Bronzeschatten
Versuch, Pertinax zu verleugnen. »Haben Sie meinen Sohn gekannt?« Interessante Frage: Konnte alles mögliche bedeuten.
»Ich bin ihm einmal begegnet«, räumte ich vorsichtig ein. Daß der tückische junge Dreckskerl mich damals brutal hatte zusammenschlagen lassen, behielt ich lieber für mich. »Betrachten Sie bitte mein Erscheinen als Geste der Wiedergutmachung, Konsul. Ein Schiff, die Circe , wird Ihnen zurückerstattet. Sie liegt in der Mündung des Sarnus in Pompeji vor Anker und steht Ihnen ab sofort zur Verfügung.«
Ein meertüchtiges Handelsschiff: für einen ärmeren Mann ein Lebensretter. Für einen Multimillionär wie Marcellus nichts weiter als ein Segler seiner Flotte, an dessen Existenz sein Buchhalter ihn hin und wieder erinnerte. Trotzdem polterte er sofort los: »Ich dachte, ihr hättet die Circe in Ostia beschlagnahmt!«
Diese gründliche Kenntnis der Hinterlassenschaft seines Adoptivsohns machte mich stutzig. In meinem Beruf gibt einem manchmal schon die nebensächlichste Unterhaltung wertvolle Hinweise (ein Hitzkopf kann sich dabei leicht verrennen und Indizien vermuten, wo nie welche waren …).

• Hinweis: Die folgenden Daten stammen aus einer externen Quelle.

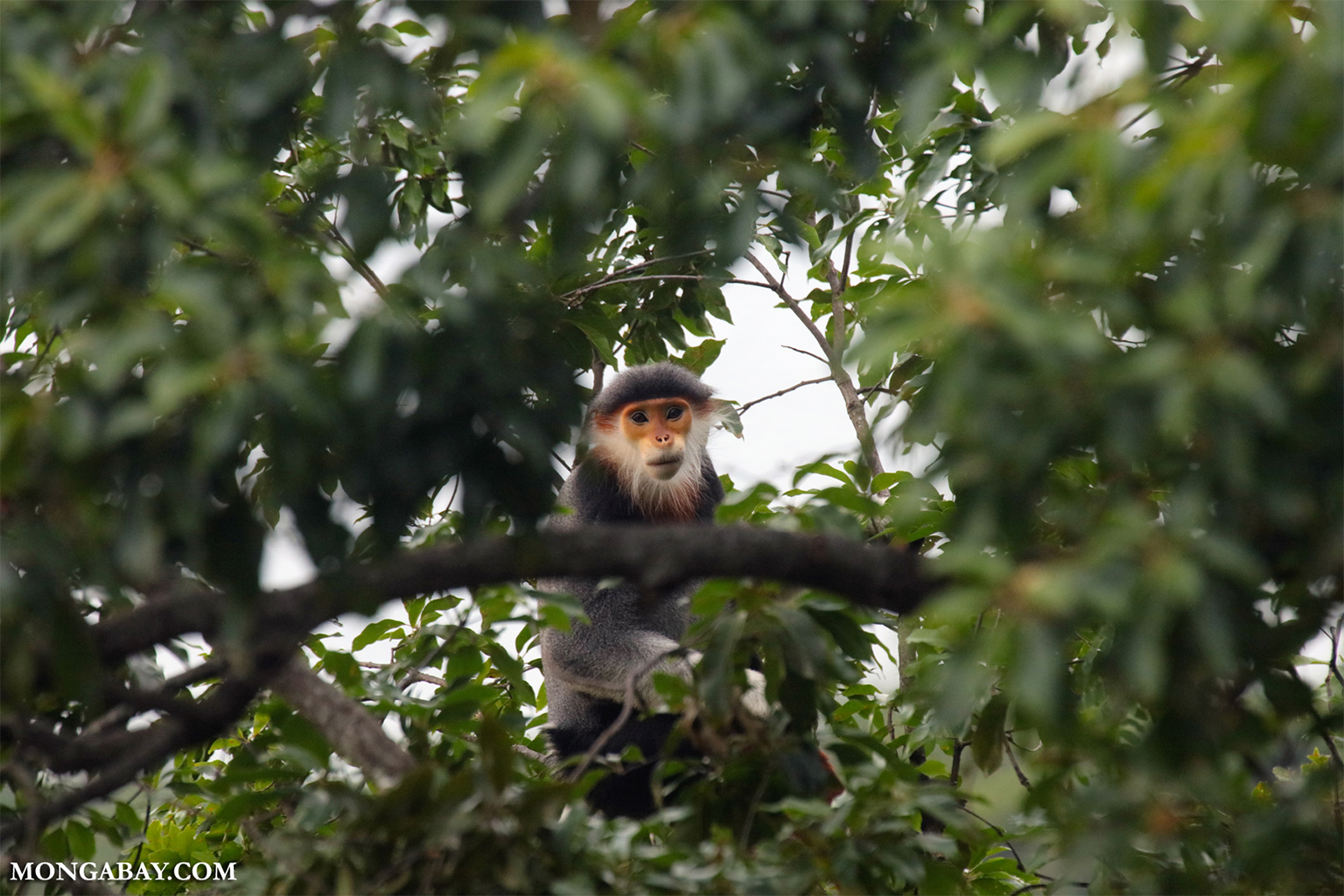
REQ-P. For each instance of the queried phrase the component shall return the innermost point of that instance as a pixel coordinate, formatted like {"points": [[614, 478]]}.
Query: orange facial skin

Da ich sah, daß ihm meine Spekulationen nicht entgangen waren, versicherte ich gelassen: »Ich habe veranlaßt, daß man die Circe hierher überführt. Sie gehört wieder Ihnen.«
»Verstehe. Werde ich dazu Papiere brauchen, die mich als Eigner ausweisen?«
»Wenn Sie mir Schreibzeug zur Verfügung stellen, Konsul, dann bekommen Sie sofort das Zertifikat.« Er nickte, und ein Sklave brachte Papyrus und Tinte.
Ich benutzte meine eigene Binsenfeder. Seine Leute staunten nicht schlecht, daß ein heruntergerissener Schmutzfink wie ich schreiben konnte. Es war ein schöner Augenblick. Sogar Helena Justina lächelte über den Irrtum der Sklaven.
Ich unterzeichnete mit schwungvollem Schnörkel und drückte dann meinen Siegelring in den Wachstropfen, den der Sekretär mißmutig für mich aufs Blatt tröpfeln ließ. (Das Siegel verschmierte ein bißchen, aber das war nicht weiter schlimm; mein Ring war damals so abgewetzt, daß man sowieso nicht mehr darauf entziffern konnte als ein einbeiniges Kerlchen mit halbem Kopf.)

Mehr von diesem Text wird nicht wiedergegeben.